Romney opposed the government bailout and pushed for a privately financed, managed bankruptcy of the two automakers.

Two speakers later, more praise from Chicago Mayor Rahm Emanuel, the White House chief of staff during Obama's first two years in office.

"I remember when the president received a report that the auto industry had a few weeks before collapse. We met in the Roosevelt Room late into the night. Some of the president's advisers said that in order to save General Motors, you had to let Chrysler go under. Others said it was throwing good money after bad," said Emanuel. "Only the president suggested going all-in to save the industry. Rising above all the voices in Washington, President Obama listened to the voices that mattered to him most-the voices of the auto workers."

And Emanuel followed Strickland in attacking the GOP challenger, saying "where Mitt Romney was willing to turn his back on Akron, Dayton and Toledo, Ohio, the president said, 'I've got your back'."

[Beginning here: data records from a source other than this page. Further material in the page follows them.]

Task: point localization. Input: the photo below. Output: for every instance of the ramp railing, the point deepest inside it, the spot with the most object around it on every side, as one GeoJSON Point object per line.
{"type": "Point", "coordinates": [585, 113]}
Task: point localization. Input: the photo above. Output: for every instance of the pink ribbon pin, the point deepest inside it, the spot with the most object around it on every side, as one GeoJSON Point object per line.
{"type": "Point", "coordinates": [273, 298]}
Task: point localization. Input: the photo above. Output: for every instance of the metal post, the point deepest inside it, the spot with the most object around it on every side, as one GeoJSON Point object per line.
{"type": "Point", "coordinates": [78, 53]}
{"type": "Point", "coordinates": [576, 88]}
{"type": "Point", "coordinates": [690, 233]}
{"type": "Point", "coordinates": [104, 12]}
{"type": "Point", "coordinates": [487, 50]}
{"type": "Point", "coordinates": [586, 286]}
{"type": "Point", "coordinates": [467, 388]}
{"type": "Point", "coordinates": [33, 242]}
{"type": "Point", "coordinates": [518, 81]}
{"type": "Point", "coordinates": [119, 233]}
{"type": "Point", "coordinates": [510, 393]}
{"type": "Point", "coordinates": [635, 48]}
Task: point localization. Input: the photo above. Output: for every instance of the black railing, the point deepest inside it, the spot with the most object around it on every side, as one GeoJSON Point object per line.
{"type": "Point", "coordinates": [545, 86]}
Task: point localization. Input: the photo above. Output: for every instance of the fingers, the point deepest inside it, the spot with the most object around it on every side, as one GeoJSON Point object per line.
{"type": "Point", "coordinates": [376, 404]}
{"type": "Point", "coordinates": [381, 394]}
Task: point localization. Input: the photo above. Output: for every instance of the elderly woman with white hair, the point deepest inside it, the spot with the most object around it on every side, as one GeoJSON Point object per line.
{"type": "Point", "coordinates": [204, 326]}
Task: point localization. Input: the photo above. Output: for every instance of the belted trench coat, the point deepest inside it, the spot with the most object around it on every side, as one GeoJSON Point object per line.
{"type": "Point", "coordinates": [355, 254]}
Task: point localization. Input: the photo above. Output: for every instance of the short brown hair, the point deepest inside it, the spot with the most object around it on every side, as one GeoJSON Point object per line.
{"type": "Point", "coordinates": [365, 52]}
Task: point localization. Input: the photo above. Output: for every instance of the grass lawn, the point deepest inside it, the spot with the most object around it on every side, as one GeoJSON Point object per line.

In the 10 p.m. Eastern hour, Maryland Gov. Martin O'Malley also touted the auto bailouts and Michelle Obama also praised her husband's role, saying he "fought to get the auto industry back on its feet."

A Gallup poll from February indicated that a slight majority of Americans disapproved of the auto bailouts, but the first night of the Democratic convention made it pretty obvious that the Obama campaign thinks touting them will motor them to victory in Ohio, where 18 electoral votes are up for grabs, and also in neighboring Michigan, another competitive state (with 16 electoral votes) that happens to be home to the American auto industry.

"Let me give you two reasons the auto bailout was issue Number 1 on opening night -- no, three reasons: Michigan, Ohio and unions," CNN Chief Political Correspondent Candy Crowley said.

5. Democrats not ceding any ground on women's vote

While polls repeatedly show Obama has a strong lead over Romney among women, Democrats indicated Tuesday night they're not taking that margin for granted. Speakers routinely reminded viewers that their party was the one siding with women -- a narrative Democrats have been pushing all year in their effort to frame the GOP as anti-women.

"For the Democratic women of the House, our work is not about the next election but rather the next generation," House Minority Leader Nancy Pelosi said on stage, flanked by several congresswomen.

Rep. Carolyn Maloney of New York added: "When President Obama made health care a right, not a privilege for all Americans, that was a change that brought hope to millions. Now women are getting the preventative services that they deserve, including birth control."

When women were asked in a recent CNN/ORC International poll which candidate "cares more about the needs of people like you," 58% of women chose Obama, while 36% chose Romney.

The Lilly Ledbetter Fair Pay Act also came up numerous times throughout the night, hailed not only as a groundbreaking law for equal pay but also as Obama's first piece of legislation he signed into law.

Ledbetter herself delivered a rousing testimony, saying the president came to her defense after she lost her battle when the Supreme Court threw out her case against Goodyear and Rubber Co. in 1997.

"But with President Obama on our side, even though I lost before the Supreme Court, we won," she said. "I think it says something about his priorities that the first bill he put his name on has my name on it too."

The night capped off with the highly-anticipated speech from first lady Michelle Obama, who pointed frequently to her husband's love for their two daughters and made sure viewers knew that he was a proponent for women's issues.

"He believes that women are more than capable of making our own choices about our bodies and our health care, that's what my husband stands for," she said.